Pero esto está cambiando
poco a poco. La clásica estructura familiar de varón y mujer ha cambiado
a distintas y variadas estructuras familiares, que se adaptan al paso
del tiempo y a las distintas situaciones en la vida de muchas personas.
En
algunos casos, estas familias monoparentales continúan así a lo largo
de los años en los que crecen los hijos, otras encuentran a la otra
persona que buscaban y pasan de ser monoparentales a complementar la
familia clásica.
He notado que en este programa se reflejan perfectamente los problemas que sufren muchos adolescentes, que quedándose embarazadas o no, por la presión de grupo deciden empezar a tener relaciones en edades tempranas. Esto muchas veces las lleva a tener que formar sus familias por su cuenta, estando embarazadas de un tipo que a lo mejor solo vieron durante una noche.
La sociedad en la que vivimos nos moldea, nuestro ritmo de vida puede llegar a afectar nuestra familia hasta el punto en que es necesaria la separación de los cónyuges y de consecuencia romper la familia.

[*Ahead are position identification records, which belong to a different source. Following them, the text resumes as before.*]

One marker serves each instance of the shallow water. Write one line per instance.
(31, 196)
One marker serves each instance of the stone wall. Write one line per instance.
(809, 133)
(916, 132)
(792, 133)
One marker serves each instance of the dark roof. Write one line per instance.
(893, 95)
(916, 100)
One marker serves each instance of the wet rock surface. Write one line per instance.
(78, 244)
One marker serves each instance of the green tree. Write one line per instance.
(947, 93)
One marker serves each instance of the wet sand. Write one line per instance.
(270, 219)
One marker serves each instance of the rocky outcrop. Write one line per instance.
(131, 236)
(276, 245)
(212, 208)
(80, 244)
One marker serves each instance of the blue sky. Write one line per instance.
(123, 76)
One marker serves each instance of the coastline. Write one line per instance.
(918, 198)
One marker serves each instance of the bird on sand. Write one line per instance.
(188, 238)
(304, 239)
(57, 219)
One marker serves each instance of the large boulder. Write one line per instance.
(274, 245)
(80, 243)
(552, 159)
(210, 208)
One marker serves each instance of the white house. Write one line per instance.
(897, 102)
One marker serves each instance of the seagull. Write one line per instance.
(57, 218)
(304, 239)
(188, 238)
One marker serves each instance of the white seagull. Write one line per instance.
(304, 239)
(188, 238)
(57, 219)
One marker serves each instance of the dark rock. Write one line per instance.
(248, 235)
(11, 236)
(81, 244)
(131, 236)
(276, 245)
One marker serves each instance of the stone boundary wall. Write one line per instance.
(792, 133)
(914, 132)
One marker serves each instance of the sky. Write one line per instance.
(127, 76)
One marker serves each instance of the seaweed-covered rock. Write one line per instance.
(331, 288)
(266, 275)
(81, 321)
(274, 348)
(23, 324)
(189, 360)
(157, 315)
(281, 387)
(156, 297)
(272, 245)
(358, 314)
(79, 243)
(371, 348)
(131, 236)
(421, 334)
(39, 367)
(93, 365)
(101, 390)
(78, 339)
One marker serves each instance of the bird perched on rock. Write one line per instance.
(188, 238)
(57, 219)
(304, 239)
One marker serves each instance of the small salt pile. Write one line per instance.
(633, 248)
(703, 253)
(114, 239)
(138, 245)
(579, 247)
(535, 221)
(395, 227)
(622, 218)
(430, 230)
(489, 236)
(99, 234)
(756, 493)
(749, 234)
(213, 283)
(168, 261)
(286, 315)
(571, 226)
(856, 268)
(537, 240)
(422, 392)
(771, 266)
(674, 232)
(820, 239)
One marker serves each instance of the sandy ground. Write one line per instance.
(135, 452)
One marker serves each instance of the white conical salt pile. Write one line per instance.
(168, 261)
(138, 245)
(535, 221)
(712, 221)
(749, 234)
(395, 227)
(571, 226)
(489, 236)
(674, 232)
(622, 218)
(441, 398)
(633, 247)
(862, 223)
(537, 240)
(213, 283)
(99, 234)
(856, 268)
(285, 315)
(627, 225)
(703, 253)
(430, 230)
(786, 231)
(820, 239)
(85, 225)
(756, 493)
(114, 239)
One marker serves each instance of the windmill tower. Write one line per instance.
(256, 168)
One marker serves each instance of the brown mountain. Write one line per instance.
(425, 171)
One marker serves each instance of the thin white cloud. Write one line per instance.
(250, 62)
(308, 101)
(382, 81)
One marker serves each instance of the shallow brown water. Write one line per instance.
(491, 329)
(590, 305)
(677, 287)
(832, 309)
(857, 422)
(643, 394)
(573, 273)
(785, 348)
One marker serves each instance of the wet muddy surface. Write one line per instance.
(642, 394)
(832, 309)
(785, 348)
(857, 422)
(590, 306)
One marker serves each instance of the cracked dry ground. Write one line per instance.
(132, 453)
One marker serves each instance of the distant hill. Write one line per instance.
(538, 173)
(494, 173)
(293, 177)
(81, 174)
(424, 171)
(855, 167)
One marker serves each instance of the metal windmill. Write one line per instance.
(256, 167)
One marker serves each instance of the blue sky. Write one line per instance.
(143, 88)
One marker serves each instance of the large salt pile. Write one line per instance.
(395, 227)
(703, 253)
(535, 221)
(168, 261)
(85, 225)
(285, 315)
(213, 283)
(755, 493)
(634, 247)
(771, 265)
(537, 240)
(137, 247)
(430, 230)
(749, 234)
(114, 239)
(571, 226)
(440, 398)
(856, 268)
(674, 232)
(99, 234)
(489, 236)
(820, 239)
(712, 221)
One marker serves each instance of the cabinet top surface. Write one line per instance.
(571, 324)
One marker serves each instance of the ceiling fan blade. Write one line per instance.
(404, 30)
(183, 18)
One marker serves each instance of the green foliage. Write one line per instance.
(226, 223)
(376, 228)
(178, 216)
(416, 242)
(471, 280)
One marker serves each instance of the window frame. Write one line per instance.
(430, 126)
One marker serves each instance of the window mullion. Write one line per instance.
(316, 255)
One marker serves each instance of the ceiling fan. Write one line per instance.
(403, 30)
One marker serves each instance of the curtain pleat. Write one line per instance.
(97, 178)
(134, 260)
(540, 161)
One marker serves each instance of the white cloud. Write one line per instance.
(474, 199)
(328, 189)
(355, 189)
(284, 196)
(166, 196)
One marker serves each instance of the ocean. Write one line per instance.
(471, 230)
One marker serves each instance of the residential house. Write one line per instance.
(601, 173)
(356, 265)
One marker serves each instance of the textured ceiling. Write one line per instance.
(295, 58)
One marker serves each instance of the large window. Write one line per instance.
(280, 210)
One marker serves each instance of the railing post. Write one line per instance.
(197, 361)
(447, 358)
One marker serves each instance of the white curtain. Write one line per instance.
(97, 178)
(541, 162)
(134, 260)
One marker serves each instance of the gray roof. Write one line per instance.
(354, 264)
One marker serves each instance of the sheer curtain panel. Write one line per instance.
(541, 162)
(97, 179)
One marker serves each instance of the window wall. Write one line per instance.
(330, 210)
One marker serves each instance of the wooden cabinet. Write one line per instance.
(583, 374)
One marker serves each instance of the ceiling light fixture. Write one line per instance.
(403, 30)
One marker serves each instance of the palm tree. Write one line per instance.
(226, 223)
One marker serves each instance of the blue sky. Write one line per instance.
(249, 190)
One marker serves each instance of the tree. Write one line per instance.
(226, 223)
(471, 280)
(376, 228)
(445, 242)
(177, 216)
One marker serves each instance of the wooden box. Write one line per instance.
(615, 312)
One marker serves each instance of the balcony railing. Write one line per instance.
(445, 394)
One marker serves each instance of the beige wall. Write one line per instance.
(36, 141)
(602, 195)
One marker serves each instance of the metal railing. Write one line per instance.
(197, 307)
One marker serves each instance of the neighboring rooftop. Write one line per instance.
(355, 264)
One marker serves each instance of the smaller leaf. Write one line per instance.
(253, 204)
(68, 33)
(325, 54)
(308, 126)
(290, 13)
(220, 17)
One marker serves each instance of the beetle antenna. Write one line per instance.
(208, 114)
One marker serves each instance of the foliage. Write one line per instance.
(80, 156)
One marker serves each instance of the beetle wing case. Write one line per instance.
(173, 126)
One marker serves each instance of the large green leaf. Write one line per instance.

A medida que vamos creciendo nos damos cuenta que muchos de nuestros amigos o algunos de ellos, han pasado o están pasando por una situación difícil en casa, ya que se están divorciando sus progenitores. Es algo cada vez más común y que nos parece menos extraño, el vaivén de parejas que se divorcian y luego vuelven a juntarse al cabo de un tiempo.
Con estas líneas quería reflejar la sociedad cambiante y cómo evolucionan con ella hasta las estructuras más comunes y clásicas que conocemos hoy en día.
Aquí se podría aplicar una frase que todos conocemos perfectamente: “Renovar o morir” y esto es lo que hacen nuestras familias, renuevan sus estructuras o mueren en el divorcio.